I think it highly unlikely that the initiator and the new person they were driven to be with will ever find anything like the happiness they had before it all started. Even the new guy will have trust issues as he knows he is with a woman who chose to be unfaithful to her husband. Plus he’ll more than likely be blamed by her for breaking up her marriage, so she’ll resent him somewhere down the line.

And then after all that as you say the wondering wife, if she does ever try and get back with her husband will eventually wake up and understand that he truly has moved on and wants nothing to do with her unless dependent children are involved.

Bob


----------



## Wisp (Jul 17, 2010)

The affair is not over until she c*eases to contact him*

Create a journal; you need to right down the history of what has happened. Share this with whoever cares even her family use this under the context of recovering the marriage. 
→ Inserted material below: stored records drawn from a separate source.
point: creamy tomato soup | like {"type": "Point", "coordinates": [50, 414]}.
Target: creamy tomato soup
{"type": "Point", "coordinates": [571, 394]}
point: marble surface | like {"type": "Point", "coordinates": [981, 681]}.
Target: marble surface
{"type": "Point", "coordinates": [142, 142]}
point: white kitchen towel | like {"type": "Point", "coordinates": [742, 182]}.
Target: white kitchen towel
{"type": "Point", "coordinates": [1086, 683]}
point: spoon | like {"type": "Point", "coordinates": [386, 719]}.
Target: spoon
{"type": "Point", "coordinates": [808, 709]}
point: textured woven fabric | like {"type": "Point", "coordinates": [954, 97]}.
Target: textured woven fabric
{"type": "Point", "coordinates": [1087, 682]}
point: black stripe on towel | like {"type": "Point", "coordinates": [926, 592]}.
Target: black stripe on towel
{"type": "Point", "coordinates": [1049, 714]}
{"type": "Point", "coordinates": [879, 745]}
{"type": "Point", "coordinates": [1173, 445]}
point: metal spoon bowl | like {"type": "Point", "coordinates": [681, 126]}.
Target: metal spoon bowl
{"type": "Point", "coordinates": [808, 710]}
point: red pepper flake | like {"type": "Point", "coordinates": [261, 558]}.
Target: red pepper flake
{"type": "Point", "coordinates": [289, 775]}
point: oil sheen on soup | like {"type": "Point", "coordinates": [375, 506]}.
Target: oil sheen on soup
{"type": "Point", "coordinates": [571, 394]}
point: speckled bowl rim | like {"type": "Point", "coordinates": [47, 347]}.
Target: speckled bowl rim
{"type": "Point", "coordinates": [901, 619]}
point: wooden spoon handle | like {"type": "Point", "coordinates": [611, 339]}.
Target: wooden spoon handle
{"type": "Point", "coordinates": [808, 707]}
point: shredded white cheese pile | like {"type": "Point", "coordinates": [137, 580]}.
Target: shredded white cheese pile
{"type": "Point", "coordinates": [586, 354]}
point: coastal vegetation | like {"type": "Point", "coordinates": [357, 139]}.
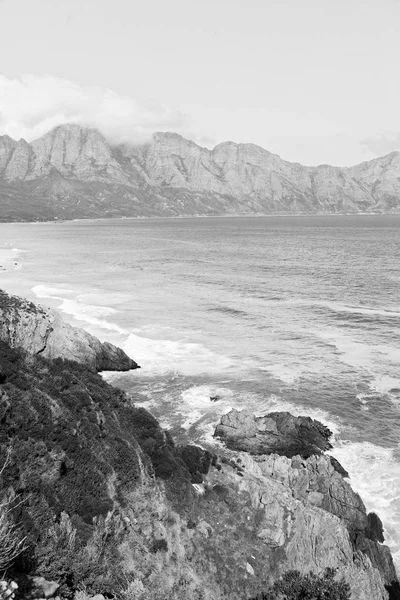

Find details on the OM , numbers , married , etc as much as you can - out him to his wife - keep him busy and off your wife.

Follow AFEH's advice even use the following link to confirming where she is in this EA and let her see for herself what she has become. 

Infidelity, Cheating Wives - Women's Infidelity

You need to break to contact with the OM somehow.

There is a Plan A and B on this forum start following it you are in for a rough ride, the longer you wait to start the worse it gets. Tanelornpete has it in one of his threads if you cant find it Private Message him


----------



## smitty9 (Jan 10, 2010)

Thanks everybody for the responses. I agree with most of you on what you are saying and am already going a good bit of what you are saying to do. I am pretty sure that she has contacted this person in a good while, and the person has changed jobs a good while ago as well. The thing that concerns me now, is the others at her work who (from what I've heard) all have these little affairs/fantasies with others. I don't know of anything else that has happened, but the other side of it a couple of her good friends are going through divorces/just got divorced and i could see her following in their footsteps. I do plan on having a private talk with her and even writing some things down for her to ponder. I love her dearly, but something has to change


----------



## Wisp (Jul 17, 2010)

Perhaps during your conversations make it clear that you both will continue work on your relationship and somewhere in the conversation state that divorce is not an option,,,"just because your friends are doing it does not means we are" type comment.

Put a clear line in the sand that you are more than prepared to fight for the love of your wife. A clear distinction between her and her friends is you love her enough to keep the marriage intact


----------